Long-term revegetation on iron mine tailings in northern Québec and Labrador and its effect on arbuscular mycorrhizal fungi

Abstract The ecological restoration of mine tailings requires the seeding of suitable plant species and the presence of root microbial symbionts to successfully establish vegetation communities. Here we characterized 29 years of revegetation on four iron mine tailings located within the boreal-taiga transition zone of Quebec and Labrador, Canada, by measuring the diversity and relative cover of plant species and the root colonization and diversity of arbuscular mycorrhizal fungi (AMF). In the first year after revegetation, over 75% of the plant cover was composed of seeded annuals.

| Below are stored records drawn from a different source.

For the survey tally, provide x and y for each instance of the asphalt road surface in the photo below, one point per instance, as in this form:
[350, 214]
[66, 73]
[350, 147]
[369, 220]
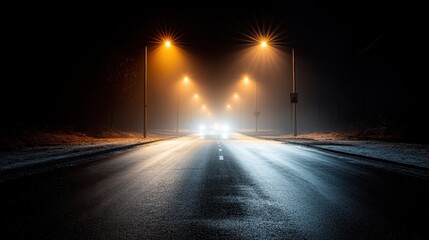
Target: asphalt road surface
[236, 188]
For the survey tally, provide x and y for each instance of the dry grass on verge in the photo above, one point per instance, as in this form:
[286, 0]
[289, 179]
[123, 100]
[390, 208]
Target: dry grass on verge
[39, 139]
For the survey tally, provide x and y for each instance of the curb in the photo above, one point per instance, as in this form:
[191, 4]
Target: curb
[40, 167]
[404, 165]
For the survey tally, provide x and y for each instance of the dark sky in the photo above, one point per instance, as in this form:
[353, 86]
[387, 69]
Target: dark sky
[80, 67]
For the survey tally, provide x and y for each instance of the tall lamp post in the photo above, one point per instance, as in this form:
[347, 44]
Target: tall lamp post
[239, 103]
[256, 113]
[185, 80]
[192, 105]
[294, 93]
[167, 44]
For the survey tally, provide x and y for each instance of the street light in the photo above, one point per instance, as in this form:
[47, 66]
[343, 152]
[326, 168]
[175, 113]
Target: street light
[167, 43]
[256, 113]
[239, 103]
[185, 81]
[192, 105]
[293, 94]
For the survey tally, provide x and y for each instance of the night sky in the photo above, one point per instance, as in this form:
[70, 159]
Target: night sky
[81, 67]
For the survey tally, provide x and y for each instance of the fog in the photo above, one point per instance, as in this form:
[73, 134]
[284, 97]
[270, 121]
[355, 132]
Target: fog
[89, 72]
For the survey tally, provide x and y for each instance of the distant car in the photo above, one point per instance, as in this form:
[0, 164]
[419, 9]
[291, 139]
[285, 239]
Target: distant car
[214, 131]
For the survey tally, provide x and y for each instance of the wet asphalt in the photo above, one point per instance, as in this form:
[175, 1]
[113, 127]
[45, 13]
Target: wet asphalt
[209, 188]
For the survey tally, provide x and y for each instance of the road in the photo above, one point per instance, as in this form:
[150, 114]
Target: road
[237, 188]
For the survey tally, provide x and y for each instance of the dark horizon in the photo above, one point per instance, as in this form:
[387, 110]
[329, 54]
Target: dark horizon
[83, 69]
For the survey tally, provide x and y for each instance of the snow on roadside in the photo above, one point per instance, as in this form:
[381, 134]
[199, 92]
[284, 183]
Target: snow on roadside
[16, 159]
[413, 154]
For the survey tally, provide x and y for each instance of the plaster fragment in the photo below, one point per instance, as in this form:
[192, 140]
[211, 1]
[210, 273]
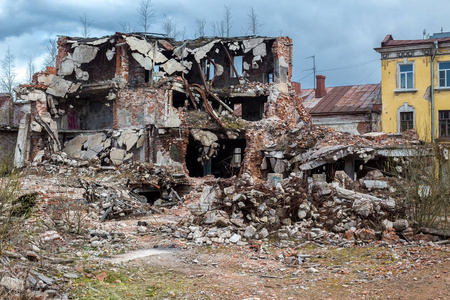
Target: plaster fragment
[59, 87]
[110, 53]
[144, 61]
[173, 66]
[84, 54]
[251, 43]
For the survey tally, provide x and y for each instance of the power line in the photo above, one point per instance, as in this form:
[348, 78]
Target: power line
[376, 68]
[350, 66]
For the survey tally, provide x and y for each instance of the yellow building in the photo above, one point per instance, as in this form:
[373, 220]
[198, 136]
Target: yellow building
[408, 101]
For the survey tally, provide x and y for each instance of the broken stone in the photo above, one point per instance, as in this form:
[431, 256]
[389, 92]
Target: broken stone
[73, 147]
[235, 238]
[387, 224]
[263, 233]
[375, 184]
[35, 126]
[302, 214]
[400, 225]
[84, 54]
[12, 283]
[250, 231]
[144, 61]
[363, 207]
[117, 156]
[173, 66]
[59, 87]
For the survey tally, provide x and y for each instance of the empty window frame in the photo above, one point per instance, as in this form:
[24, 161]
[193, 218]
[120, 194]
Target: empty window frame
[406, 118]
[237, 61]
[444, 123]
[208, 69]
[406, 121]
[405, 76]
[444, 74]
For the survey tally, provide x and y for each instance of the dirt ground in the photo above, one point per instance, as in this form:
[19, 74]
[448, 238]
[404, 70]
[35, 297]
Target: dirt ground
[166, 268]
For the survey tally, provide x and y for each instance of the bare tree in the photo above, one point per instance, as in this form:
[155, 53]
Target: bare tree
[31, 69]
[125, 27]
[200, 27]
[146, 12]
[170, 27]
[52, 51]
[8, 79]
[85, 25]
[254, 24]
[227, 20]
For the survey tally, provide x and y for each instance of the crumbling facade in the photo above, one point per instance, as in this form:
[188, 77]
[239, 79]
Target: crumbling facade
[128, 97]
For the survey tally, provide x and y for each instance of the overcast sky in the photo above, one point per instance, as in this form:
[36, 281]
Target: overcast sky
[341, 34]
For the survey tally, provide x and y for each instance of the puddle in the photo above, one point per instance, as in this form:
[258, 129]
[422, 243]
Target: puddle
[138, 254]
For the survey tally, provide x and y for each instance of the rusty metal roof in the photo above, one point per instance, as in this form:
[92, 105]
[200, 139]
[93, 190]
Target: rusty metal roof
[389, 41]
[352, 99]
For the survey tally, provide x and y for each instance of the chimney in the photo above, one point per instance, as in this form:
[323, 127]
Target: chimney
[320, 89]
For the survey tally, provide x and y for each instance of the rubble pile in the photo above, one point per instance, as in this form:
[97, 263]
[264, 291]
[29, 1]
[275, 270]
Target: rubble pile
[114, 202]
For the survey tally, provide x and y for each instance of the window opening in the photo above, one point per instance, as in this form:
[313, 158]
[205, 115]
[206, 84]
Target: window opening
[406, 76]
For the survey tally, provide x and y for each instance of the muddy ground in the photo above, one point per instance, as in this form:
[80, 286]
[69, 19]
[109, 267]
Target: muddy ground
[161, 267]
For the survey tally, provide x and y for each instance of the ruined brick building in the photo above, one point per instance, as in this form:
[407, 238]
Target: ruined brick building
[193, 104]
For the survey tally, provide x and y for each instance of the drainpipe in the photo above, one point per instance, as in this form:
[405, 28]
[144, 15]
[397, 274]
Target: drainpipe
[432, 90]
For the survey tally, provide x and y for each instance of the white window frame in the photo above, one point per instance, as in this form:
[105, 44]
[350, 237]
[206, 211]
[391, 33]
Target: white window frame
[399, 76]
[405, 108]
[446, 75]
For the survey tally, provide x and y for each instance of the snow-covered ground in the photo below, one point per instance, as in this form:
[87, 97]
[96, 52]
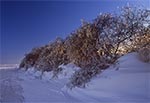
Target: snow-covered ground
[127, 82]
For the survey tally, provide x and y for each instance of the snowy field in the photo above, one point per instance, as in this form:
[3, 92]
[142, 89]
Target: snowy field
[127, 82]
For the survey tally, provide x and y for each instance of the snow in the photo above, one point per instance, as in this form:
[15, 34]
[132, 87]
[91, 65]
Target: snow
[130, 83]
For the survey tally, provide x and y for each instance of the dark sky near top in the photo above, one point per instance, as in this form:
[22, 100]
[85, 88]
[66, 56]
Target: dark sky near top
[28, 24]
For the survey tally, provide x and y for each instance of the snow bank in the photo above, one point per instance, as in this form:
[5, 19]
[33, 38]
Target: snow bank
[131, 83]
[8, 66]
[67, 70]
[66, 73]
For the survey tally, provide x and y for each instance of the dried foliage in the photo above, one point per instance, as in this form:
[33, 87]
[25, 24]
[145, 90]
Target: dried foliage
[95, 45]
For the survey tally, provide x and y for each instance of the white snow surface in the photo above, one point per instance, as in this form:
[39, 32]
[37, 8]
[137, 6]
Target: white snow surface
[130, 83]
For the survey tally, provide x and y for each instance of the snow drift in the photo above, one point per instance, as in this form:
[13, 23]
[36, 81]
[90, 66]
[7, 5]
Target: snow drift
[129, 83]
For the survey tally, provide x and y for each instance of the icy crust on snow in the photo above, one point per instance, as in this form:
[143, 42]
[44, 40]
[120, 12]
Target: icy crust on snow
[67, 71]
[8, 66]
[130, 83]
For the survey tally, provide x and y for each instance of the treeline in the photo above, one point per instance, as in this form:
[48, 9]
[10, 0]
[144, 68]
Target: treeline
[94, 46]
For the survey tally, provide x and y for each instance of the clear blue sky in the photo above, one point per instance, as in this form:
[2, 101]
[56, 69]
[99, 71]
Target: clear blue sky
[28, 24]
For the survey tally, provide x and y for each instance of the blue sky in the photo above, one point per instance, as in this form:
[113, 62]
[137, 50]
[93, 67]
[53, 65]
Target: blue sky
[28, 24]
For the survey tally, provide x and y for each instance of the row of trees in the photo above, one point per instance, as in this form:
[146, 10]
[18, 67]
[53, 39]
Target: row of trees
[95, 45]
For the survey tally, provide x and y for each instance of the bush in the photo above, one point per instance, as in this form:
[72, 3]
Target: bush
[144, 54]
[95, 45]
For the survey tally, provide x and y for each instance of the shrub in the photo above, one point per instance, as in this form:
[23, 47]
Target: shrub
[144, 54]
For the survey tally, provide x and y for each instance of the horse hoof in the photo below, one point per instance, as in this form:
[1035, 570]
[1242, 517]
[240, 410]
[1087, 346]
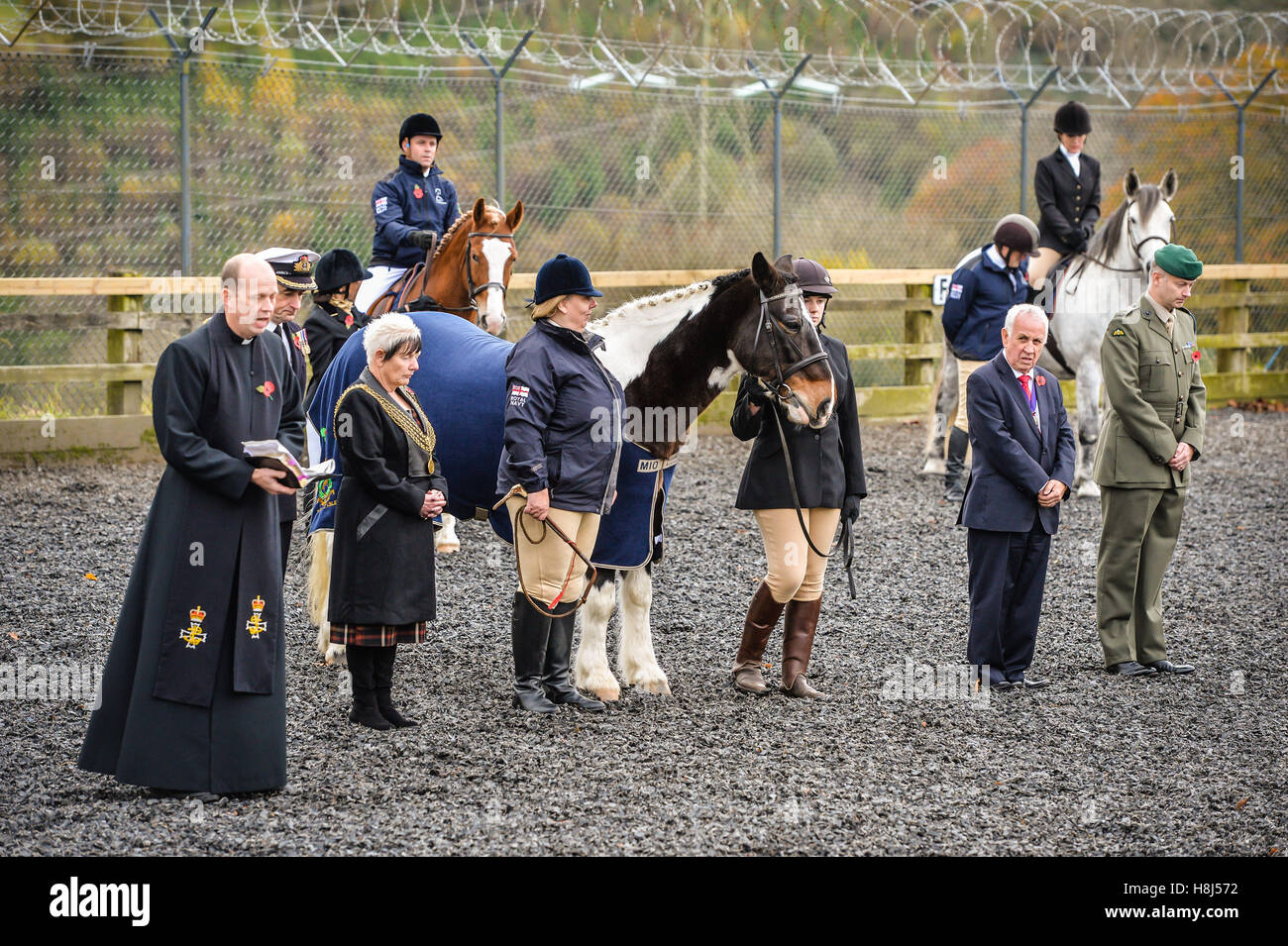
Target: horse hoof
[658, 687]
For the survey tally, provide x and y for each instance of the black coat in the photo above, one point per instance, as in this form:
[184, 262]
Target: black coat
[382, 559]
[563, 420]
[1068, 203]
[827, 464]
[192, 697]
[297, 357]
[327, 332]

During the second year, the seeded biennial Secale cereale covered about 20% of the plots, whereas the seeded and non-seeded perennials represented respectively 50% and 25% of the plant cover. Three to four years after revegetation, the plant cover was composed of about 75% seeded and 25% non-seeded perennials. Five to nine years after revegetation, plant coverage shifted to about 50% seeded and 50% non-seeded perennials, and the first woody plant to colonize these tailings, Salix sp., covered 5%. After ten years of revegetation, non-seeded perennials represented 65% of the plant cover. Root colonization by AMF increased simultaneously with the coverage of perennial species. Percentage of root mycorrhization increased from 0 to 20% during the first two years to 50-55% during years 5 to 9 and up to a maximum of 75% after ten years. We identified Claroideoglomus (mostly C. claroideum) and Rhizophagus (mostly R. intraradices) as the most frequent AMF genera. Nonetheless, Rhizophagus was only detected in plots monitored over five years post-revegetation, suggesting that this genus is best adapted to the mid-term survival of herbaceous perennials on these areas. Two years after revegetation, 50-75% AMF hyphae, 25-30% arbuscules and only 1-12% vesicles were detected in roots. From three to twenty-nine years after revegetation, 40% hyphae, 30% arbuscules and up to 30% vesicles were detected in roots sampled in late summer. 30% of vesicles were also detected in roots sampled in early summer, suggesting that the intraradical phase of AMF life cycle in this northern region can span a two-year period. Our results demonstrate the efficacy of the agronomic method that has been used for over 25 years by Irrigation NORCO for the ecological restoration of iron mine tailings in this northern region of Canada.